Rosanne Cash is a renaissance woman. The singer not only has been making award-winning American roots music for 34 years, but also is a prolific writer, penning numerous books and essays for the publications such as Oxford American and The New York Times. She's also a longtime children's rights advocate who supports numerous charities, including one right here in Richmond: Children Inc.
When Style Weekly caught up with Cash, she was on a Shakespearean high, having just visited the Globe Theater in London for a stirring performance of "Richard III."
"I'm in the midst of a deep Shakespeare obsession right now. I just lifted a phrase from the sonnets for one of the new songs — 'jewel in the shade,'" she confesses.
It's the music and teachings of another bard — her father — that resonate most with Cash. The eldest daughter of the incomparable Johnny Cash and his first wife, Vivian Liberto, Cash alarmed her dad while on tour with him in 1973. She wasn't familiar with certain songs he'd mention, so he grabbed a legal pad and wrote out a list of 100 Essential Country Songs, something he described to the teenage Cash as "your education." Her most recent album, "The List," draws on those recommendations.
"The breadth and depth of that list doesn't really surprise me as much as inspire me," Cash says. "Protest songs, Southern gospel, Appalachian, it was all there," she adds. As the mother of five, Cash believes parents play a huge role in shaping their children's appetite for music and could learn a thing or two as well.
"I think it should be an exchange of ideas, not a river that flows only one way. My dad exposed me to truly great music, and in fact gave me an entire education in roots music, but he was eager to be exposed to new music as well," the singer says. "I sent him Bruce Springsteen's "Nebraska" when it first came out," she adds, "and he ended up recording two songs from that record. Our musical dialogue was an endless source of delight."
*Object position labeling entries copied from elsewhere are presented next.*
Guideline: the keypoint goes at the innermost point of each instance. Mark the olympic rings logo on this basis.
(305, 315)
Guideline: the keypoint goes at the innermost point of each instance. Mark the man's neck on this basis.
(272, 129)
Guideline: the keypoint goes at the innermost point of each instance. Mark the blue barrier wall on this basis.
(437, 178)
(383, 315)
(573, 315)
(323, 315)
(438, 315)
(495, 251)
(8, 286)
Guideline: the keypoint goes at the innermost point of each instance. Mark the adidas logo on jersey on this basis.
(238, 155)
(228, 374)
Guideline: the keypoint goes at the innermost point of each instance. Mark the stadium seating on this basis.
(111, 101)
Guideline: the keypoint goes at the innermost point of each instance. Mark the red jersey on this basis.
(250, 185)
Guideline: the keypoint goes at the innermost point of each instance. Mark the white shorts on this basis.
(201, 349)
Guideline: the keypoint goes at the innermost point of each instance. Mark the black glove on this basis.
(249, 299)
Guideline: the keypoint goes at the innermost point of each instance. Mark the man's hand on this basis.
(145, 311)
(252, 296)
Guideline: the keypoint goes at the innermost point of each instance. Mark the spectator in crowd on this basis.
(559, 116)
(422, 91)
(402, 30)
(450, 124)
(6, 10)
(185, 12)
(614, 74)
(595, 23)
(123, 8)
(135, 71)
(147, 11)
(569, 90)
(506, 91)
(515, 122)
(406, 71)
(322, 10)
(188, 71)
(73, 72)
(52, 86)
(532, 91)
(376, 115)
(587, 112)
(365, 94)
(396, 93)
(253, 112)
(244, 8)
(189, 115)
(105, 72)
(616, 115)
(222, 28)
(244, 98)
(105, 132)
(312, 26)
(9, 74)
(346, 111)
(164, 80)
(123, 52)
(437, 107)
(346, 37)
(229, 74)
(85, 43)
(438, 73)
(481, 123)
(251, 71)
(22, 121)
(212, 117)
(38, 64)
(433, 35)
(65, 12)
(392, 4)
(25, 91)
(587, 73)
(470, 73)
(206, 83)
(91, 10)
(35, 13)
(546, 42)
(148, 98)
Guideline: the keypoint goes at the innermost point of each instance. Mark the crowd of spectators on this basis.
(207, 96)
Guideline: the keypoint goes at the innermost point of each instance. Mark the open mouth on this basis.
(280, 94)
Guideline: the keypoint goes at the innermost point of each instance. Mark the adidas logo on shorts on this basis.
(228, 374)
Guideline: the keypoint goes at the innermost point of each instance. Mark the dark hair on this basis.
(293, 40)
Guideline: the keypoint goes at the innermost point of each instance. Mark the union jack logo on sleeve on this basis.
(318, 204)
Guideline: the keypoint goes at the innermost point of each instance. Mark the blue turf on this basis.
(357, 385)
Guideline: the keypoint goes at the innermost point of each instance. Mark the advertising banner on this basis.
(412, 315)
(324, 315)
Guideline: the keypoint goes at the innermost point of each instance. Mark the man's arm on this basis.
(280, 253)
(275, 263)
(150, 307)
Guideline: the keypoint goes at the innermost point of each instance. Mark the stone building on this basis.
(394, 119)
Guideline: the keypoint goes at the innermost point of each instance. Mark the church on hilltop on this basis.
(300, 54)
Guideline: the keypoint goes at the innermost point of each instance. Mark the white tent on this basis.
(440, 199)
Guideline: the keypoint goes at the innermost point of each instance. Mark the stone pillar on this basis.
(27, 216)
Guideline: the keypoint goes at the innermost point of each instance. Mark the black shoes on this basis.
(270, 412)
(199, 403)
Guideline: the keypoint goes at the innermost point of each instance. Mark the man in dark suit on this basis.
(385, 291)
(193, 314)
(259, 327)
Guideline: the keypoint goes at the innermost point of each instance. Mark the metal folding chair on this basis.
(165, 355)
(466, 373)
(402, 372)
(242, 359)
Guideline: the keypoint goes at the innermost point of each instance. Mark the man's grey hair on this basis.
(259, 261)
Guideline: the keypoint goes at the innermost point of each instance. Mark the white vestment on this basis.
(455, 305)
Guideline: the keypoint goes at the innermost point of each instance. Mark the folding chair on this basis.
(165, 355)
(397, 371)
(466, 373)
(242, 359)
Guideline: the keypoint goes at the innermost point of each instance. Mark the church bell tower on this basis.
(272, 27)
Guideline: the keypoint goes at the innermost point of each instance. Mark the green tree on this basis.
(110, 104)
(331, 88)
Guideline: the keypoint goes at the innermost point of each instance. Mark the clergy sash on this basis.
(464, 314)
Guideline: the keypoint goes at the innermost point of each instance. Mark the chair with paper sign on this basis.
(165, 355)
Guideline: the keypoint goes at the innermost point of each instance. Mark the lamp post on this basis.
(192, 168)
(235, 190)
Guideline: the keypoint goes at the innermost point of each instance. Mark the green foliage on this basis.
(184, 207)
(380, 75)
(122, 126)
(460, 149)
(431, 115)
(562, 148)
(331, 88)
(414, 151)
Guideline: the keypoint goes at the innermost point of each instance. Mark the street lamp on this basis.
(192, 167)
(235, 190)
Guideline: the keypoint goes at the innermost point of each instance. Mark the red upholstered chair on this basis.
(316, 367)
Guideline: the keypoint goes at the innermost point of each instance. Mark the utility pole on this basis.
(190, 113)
While Cash, 57, acknowledges that her earliest musical memory is "too early to identify," she says her father's songs "I Walk the Line" and "Hey Porter" are two that have always been a part of her consciousness. She hopes that young folks heading out to her performance at the Richmond Folk Festival will take away a few memories of their own, in particular "a sense of the relevancy of American roots music."
There's a good chance that we'll hear some new material from Cash, as she and husband, John Leventhal, have been working on an album of songs inspired by people and places in the South, a project Cash is ecstatic about. "The songs are not all in first person. There are stories of people I know, it's more character-driven, and the songs have a rich sense of place," the singer says. "I am as inspired and excited about this as if it's my first record!"